L'exemple le plus illustre de la latéralité est la préférence pour l'utilisation de la main droite chez la grande majorité des individus. Mais la latéralité se manifeste aussi pour l'usage des pieds et également, dans le domaine sensoriel, par la prédominance d'un œil, d'une oreille, sur l'autre. Aussi, différentes tests permettent de déterminer la latéralité d'un individu:

  • Pour la latéralité manuelle: on peut observer quelle main est utilisée pour écrire, dessiner, se peigner, etc... On peut également demander à la personne de lancer une balle, de ramasser un objet, etc...
  • Pour la latéralité des pieds: on peut demander à l'individu de taper dans un ballon.
  • Pour la latéralité oculaire: on peut observer quel œil la personne utilise dans des exercices de visée monoculaire.

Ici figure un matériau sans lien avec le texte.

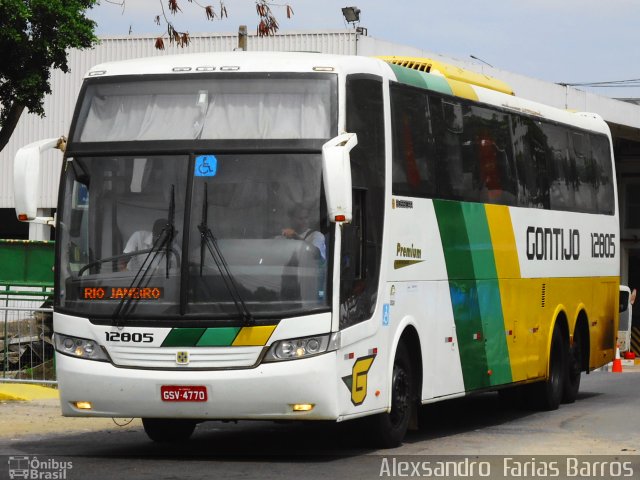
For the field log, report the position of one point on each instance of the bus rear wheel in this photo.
(547, 395)
(388, 429)
(167, 430)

Par ailleurs, la latéralité a des fondements neurologiques. Elle dépend du degré de dominance de l'un des hémisphères cérébraux sur l'autre. Par exemple, c'est l'hémisphère gauche qui est dominant chez les droitiers. Aussi, la latéralité paraît être en partie héréditaire, notamment en ce qui concerne la gaucherie. Mais elle est aussi déterminée en partie par l'éducation, qui tend parfois à privilégier l'usage de la main droite. On a reconnu que cette pression éducative n'était pas souhaitable. En effet, une action éducative insistante qui s'oppose à la latéralité naturelle peut provoquer certains troubles du comportement, notamment le bégaiement. Il est donc préférable que les enfants soient nettement latéralisés, de façon stable, et qu'ils le soient du même côté pour l'ensemble de leurs récepteurs et de leurs effecteurs.
Enfin, une rééducation motrice peut être envisagée pour les personnes mal latéralisés.

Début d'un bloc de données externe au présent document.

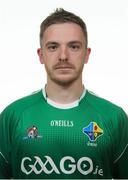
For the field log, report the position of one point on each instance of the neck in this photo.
(64, 94)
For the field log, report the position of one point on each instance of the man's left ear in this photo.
(88, 51)
(39, 52)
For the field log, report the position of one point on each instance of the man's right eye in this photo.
(52, 47)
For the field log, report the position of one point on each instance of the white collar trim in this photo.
(63, 106)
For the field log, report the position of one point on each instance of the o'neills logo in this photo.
(84, 165)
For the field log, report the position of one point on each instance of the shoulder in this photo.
(103, 105)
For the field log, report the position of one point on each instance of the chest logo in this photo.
(32, 133)
(93, 131)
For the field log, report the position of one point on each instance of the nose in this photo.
(63, 56)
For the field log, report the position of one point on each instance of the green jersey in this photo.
(42, 141)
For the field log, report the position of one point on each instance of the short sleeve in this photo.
(121, 146)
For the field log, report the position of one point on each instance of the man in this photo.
(63, 131)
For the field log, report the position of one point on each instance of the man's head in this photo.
(62, 16)
(64, 51)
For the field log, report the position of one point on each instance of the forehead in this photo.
(64, 32)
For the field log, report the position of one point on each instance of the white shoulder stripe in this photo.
(3, 157)
(121, 154)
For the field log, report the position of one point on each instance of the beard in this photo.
(64, 77)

La latéralité chez le nourrisson

Les études portant sur la latéralité chez le nourrisson s'inscrivent dans deux problématiques complexes:

  • Celle des relations entre activité spontanée et activité finalisée.
  • Celle des liens entre spécialisation hémisphérique et latéralité distale.

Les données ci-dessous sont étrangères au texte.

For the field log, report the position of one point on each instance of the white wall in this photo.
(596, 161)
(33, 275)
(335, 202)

De façon générale, l'activité motrice spontanée des nouveau-nés n'est pas plus intense d'un côté du corps que de l'autre. Pourtant, la tête est tournée plus souvent vers la droite. En effet, dans la position de l'escrimeur, habituelle chez un nouveau-né couché sur le dos, le visage est tourné vers la droite, le bras droit étendu alors que le bras gauche est fléchi. Ainsi, la plus grande tonicité des muscles axiaux droits peut être interprétée comme un signe de dominance. D'ailleurs, certains auteurs voient dans cette position l'origine d'une latéralisation droite lorsqu'il s'agit de coordonner vision et préhension. De plus, le jeune enfant éprouve une difficulté certaine à aller saisir un objet situé de l'autre côté du plan médian de son corps. Ainsi, pour juger de la main dominante, il faut tenir compte de l'emplacement de l'objet à saisir.
Par ailleurs, les corrélations observées, du point de vue de la latéralisation, entre parents et enfants, confortent l'hypothèse d'une transmission génétique de la dominance latérale. Toutefois, des influences environnementales peuvent venir très précocement soutenir ou contrer la programmation génétique. Ainsi, de multiples facteurs peuvent rendre compte de l'établissement très précoce d'une dominance majoritairement droite.